La sentenza ribadisce che il Presidente non gode di un “potere inerente” per imporre tariffe e deve attenersi strettamente ai criteri stabiliti dai legislatori.
Vittoria per le piccole imprese e gli importatori
L’azione legale era stata promossa da un gruppo di piccole e medie imprese americane — tra cui il rivenditore di spezie Burlap & Barrel e il produttore di giocattoli Basic Fun! — sostenute dallo Stato di Washington. Per queste realtà, i dazi rappresentavano un onere insostenibile che minacciava la competitività sui mercati globali.
La sentenza concede un’ingiunzione permanente a favore dei querelanti, sollevandoli dal pagamento delle tariffe, anche se l’impatto generale su tutte le altre aziende rimane oggetto di dibattito legale.

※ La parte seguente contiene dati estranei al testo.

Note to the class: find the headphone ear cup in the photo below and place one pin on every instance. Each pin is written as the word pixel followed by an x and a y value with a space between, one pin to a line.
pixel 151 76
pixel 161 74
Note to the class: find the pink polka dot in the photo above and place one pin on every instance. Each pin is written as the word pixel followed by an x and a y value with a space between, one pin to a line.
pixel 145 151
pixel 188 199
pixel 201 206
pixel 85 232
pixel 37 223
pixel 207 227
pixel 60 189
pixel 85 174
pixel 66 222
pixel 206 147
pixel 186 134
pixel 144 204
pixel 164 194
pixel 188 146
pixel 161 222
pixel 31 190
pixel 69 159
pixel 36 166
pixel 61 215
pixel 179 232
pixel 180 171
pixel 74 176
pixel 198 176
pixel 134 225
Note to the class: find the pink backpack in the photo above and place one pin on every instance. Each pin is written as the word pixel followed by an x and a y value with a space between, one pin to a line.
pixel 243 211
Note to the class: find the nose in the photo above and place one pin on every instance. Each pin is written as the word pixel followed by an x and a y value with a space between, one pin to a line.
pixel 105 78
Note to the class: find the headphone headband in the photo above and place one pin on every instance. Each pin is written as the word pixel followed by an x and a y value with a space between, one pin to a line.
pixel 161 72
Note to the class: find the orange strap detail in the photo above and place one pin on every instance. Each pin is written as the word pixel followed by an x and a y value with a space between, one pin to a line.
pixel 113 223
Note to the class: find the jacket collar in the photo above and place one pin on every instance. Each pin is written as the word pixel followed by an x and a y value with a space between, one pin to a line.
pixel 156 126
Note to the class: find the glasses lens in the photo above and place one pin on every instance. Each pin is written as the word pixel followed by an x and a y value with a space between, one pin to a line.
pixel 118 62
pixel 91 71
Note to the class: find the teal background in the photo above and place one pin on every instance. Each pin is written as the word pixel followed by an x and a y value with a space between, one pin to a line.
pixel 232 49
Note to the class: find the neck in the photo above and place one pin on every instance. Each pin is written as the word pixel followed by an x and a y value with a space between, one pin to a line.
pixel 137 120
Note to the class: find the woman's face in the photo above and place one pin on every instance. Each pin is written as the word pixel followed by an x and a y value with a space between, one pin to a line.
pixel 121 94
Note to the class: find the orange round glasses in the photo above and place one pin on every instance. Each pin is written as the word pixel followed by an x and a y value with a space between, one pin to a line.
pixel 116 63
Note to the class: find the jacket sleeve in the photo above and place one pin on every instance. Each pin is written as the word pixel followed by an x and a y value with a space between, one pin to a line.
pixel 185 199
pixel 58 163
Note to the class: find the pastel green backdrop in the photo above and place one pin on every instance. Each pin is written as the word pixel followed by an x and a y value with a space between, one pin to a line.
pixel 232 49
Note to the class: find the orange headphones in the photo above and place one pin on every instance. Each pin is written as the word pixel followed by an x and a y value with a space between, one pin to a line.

Lo scenario futuro: il ricorso alla Sezione 301
Nonostante la sconfitta in tribunale sui dazi di Trump, la strategia protezionista dell’amministrazione non sembra destinata a fermarsi. Gli esperti legali e le agenzie americane – Associated Press e Courthouse News – prevedono che la Casa Bianca si affiderà ora maggiormente alla Sezione 301. Atto che permette ritorsioni contro pratiche commerciali scorrette e che finora è stata meno vulnerabile ai ricorsi giudiziari.
Mentre il governo prepara l’appello contro la decisione della Cit, resta l’incertezza sui miliardi di dollari già riscossi dal Tesoro. La sentenza arriva in un momento delicato, a ridosso di importanti incontri bilaterali con i partner commerciali asiatici ed europei, indebolendo la posizione negoziale degli Stati Uniti proprio sulla vigilia di possibili nuove intese.